Given a Hilbert space $\mathcal{H}$.
Consider a positive form: $$s:\mathcal{D}\to\mathcal{H}:\quad s(\varphi,\varphi)\geq0$$
Introduce its form space: $$\mathcal{H}_s:=\mathcal{D}:\quad\langle\varphi,\psi\rangle_s:=s(\varphi,\psi)+\langle\varphi,\psi\rangle$$
Then it is closable: $$s\subseteq\hat{s}:\iff\mathcal{H}_s\subseteq\mathcal{H}_\hat{s}:=\hat{\mathcal{H}}_s\subseteq\mathcal{H}$$
Is there a sophisticated way?
On
ATTENTION: THIS PROOF HAS A FLAW!!!
Failure
It is not guaranteed: $$\|\varphi_m-\varphi_n\|_s\to0\nRightarrow\|\varphi-\varphi_n\|_\hat{s}\to0$$ So the norm is ill-defined.
Proof
It holds the estimate: $$\|\varphi\|^2\leq s(\varphi,\varphi)+\|\varphi\|^2=\|\varphi\|_s$$
That offers explicitely: $$\|\varphi_m-\varphi_n\|_s\to0\implies\|\varphi_m-\varphi_n\|\to0\implies\|\varphi-\varphi_n\|\to0$$
So complete it by: $$\mathcal{H}_\hat{s}:\quad\langle\varphi,\psi\rangle_\hat{s}:=\lim_n\langle\varphi_n,\psi_n\rangle_s$$
That limit exists since: $$0\leq|\langle\varphi_m,\psi_m\rangle_s-\langle\varphi_n,\psi_n\rangle_s|\leq\|\varphi_m-\varphi_n\|_s\|\psi_m\|_s+\|\varphi_n\|_s\|\psi_m-\psi_n\|_s\to0$$
And is well-defined since: $$0\leq|\langle\varphi_n,\psi_n\rangle_s-\langle\tilde{\varphi}_n,\tilde{\psi}_n\rangle_s|\leq\|\varphi_n-\tilde{\varphi}_n\|_s\|\psi_n\|_s+\|\tilde{\varphi}_n\|_s\|\psi_n-\tilde{\psi}_n\|_s\to0$$
Noting the estimate: $$0\leq\|\varphi_n-\tilde{\varphi}_n\|_s\leq\|\varphi-\varphi_n\|_s+\|\tilde{\varphi}-\tilde{\varphi}_n\|_s\to0$$
But algebraic properties remain: $$\hat{s}(\varphi,\psi):=\langle\varphi,\psi\rangle_\hat{s}-\langle\varphi,\psi\rangle:\quad\hat{s}(\varphi,\varphi)=\|\varphi\|_\hat{s}^2-\|\varphi\|^2\geq0$$
So one obtains the desired form.
On
Given the Hilbert space $\mathcal{L}^2(\mathbb{R})$.

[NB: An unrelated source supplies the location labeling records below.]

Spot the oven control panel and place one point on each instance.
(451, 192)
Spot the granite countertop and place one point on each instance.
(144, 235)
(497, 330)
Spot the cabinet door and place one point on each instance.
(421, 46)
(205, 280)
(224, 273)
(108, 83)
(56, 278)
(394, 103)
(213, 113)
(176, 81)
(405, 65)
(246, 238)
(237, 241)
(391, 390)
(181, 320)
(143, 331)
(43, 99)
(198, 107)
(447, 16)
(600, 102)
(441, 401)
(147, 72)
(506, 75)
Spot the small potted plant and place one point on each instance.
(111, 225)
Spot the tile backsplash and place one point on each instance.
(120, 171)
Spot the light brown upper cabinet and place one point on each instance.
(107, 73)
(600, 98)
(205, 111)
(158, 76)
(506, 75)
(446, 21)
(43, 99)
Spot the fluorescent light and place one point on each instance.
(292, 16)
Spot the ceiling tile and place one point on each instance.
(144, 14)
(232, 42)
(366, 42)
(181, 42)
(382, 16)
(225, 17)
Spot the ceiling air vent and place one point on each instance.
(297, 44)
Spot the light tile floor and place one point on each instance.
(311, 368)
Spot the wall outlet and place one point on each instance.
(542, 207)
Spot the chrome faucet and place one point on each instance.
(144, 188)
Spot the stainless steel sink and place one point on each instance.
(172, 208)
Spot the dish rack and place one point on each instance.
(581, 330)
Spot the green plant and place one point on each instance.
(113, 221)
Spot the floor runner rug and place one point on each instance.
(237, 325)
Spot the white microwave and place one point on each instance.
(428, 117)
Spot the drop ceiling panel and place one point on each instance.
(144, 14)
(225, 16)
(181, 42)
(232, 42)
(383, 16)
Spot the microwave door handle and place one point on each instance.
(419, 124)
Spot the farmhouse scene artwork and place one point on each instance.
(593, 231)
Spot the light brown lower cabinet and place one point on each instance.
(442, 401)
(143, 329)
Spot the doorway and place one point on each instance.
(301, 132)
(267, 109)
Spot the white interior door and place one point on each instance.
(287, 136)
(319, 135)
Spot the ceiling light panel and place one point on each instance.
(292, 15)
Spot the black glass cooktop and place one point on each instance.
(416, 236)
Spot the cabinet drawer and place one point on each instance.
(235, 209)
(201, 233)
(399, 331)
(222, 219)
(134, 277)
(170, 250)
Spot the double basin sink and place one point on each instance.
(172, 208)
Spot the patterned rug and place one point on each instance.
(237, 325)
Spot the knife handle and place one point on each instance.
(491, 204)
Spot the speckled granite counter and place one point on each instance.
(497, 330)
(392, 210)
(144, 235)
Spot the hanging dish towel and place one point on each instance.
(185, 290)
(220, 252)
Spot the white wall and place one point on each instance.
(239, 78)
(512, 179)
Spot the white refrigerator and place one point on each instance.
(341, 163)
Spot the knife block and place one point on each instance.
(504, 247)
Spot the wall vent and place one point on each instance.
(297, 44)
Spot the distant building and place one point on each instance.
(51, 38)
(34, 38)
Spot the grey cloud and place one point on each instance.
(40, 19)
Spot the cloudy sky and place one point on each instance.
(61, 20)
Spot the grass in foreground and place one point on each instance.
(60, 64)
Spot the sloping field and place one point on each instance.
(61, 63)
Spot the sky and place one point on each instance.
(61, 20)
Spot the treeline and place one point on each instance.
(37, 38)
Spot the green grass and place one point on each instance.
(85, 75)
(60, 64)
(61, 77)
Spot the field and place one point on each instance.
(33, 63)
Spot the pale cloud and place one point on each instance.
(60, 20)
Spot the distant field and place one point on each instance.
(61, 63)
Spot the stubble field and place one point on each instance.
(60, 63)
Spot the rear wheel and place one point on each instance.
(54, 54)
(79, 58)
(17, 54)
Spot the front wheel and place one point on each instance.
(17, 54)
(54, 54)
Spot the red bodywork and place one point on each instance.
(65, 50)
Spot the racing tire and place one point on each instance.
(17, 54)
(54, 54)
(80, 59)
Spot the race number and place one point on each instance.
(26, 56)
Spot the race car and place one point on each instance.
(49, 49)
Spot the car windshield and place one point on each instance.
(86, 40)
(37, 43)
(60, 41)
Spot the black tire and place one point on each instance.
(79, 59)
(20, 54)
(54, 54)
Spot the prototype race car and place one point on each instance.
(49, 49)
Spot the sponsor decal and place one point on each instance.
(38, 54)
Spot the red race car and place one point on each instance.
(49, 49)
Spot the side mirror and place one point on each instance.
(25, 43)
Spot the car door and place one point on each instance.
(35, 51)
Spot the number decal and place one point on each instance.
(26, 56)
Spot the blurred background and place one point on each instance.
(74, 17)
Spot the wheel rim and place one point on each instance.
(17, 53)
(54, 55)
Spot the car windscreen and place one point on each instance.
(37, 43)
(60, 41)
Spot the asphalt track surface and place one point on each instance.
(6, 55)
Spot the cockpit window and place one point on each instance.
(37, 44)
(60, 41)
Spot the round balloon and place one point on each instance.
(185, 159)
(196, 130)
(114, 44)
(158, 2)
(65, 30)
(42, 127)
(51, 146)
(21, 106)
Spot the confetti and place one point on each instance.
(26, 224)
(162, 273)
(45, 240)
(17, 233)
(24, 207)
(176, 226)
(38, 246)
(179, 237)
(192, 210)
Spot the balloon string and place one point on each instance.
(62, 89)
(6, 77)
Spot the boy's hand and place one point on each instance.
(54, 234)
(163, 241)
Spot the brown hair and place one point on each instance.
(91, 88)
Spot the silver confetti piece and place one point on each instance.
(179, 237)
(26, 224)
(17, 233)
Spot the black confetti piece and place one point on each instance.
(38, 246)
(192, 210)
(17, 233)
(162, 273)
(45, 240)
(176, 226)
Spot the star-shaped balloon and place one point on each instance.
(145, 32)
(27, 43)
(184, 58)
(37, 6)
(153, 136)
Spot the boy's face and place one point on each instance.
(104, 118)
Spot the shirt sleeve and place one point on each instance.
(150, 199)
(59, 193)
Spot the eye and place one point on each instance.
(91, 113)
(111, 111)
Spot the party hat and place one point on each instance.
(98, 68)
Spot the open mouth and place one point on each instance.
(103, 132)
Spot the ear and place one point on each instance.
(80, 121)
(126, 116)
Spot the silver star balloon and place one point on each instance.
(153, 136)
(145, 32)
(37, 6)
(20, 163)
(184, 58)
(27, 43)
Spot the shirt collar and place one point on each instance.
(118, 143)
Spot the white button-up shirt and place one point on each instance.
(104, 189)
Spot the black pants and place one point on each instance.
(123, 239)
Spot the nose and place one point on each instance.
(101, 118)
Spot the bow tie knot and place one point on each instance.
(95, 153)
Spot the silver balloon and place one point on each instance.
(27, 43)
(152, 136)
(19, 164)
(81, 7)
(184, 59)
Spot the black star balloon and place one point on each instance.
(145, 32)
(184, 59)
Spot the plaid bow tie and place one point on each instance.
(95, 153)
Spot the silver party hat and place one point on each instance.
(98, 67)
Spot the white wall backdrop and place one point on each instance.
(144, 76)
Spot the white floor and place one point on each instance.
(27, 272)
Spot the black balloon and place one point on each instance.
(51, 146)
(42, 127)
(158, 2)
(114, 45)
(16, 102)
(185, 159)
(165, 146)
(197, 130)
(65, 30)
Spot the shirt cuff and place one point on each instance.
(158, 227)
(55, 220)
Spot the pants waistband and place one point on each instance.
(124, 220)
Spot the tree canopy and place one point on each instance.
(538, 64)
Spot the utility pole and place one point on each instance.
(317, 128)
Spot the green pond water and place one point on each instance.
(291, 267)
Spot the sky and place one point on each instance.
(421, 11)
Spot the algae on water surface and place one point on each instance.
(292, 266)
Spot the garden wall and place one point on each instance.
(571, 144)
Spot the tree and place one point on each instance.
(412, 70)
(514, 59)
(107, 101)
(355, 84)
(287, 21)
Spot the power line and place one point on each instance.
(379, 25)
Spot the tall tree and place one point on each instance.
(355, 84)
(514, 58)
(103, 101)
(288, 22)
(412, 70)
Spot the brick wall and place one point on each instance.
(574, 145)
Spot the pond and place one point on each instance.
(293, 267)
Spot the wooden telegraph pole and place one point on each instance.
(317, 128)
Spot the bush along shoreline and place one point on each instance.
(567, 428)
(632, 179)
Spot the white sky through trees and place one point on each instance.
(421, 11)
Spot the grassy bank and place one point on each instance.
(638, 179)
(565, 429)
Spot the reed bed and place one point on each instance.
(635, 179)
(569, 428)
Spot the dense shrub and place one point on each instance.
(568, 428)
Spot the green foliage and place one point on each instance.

Consider the positive form: $$s:\mathcal{C}^\infty_0(\mathbb{R})\times\mathcal{C}^\infty_0(\mathbb{R})\to\mathcal{L}^2(\mathbb{R}):\quad s(\varphi,\psi):=\overline{\varphi(0)}\psi(0)$$
Regard a sequence of bumps: $$\varphi_n\in\mathcal{C}^\infty_0(\mathbb{R}):\quad\varphi_n\left(|x|\geq\tfrac{2}{n}\right)\equiv0\leq\varphi_n\left(\tfrac{1}{n}\leq|x|\leq\frac{2}{n}\right)\leq1\equiv\varphi_n\left(|x|\leq\tfrac{1}{n}\right)$$
Contradictory one has: $$\|\varphi_m-\varphi_n\|_s\to0\quad\|0-\varphi_n\|_s\not\to0$$
So the form is not closable!
Suppose the form is given by: $$s(\varphi,\psi)=\langle A\varphi,\psi\rangle=\langle\varphi,A\psi\rangle$$
Regard the embedding: $$\iota:\mathcal{H}_s\to\mathcal{H}:\varphi\mapsto\varphi$$
Clearly it is bounded: $$\|\iota(\varphi)\|=\|\varphi\|\leq\|\varphi\|_s$$
So it extends to: $$\hat{\iota}:\hat{\mathcal{H}_s}\to\mathcal{H}:\quad\|\hat{\iota}\|<\infty$$
By continuity one has: $$\hat{\iota}(\varphi)=0:\quad\varphi_n\to\varphi\implies\hat{\iota}(\varphi_n)\to0$$
By density one can choose: $$\varphi_n\in\mathcal{H}_s:\quad\hat{\iota}(\varphi_n)=\iota(\varphi_n)=\varphi_n$$
So it must vanish: $$\|\varphi\|_s\leftarrow\langle\varphi,\varphi_n\rangle_s=\lim_m\{\langle \varphi_m,A\varphi_n\rangle+\langle\varphi_m,\varphi_n\rangle\}=0\to0$$
Thus it embeds.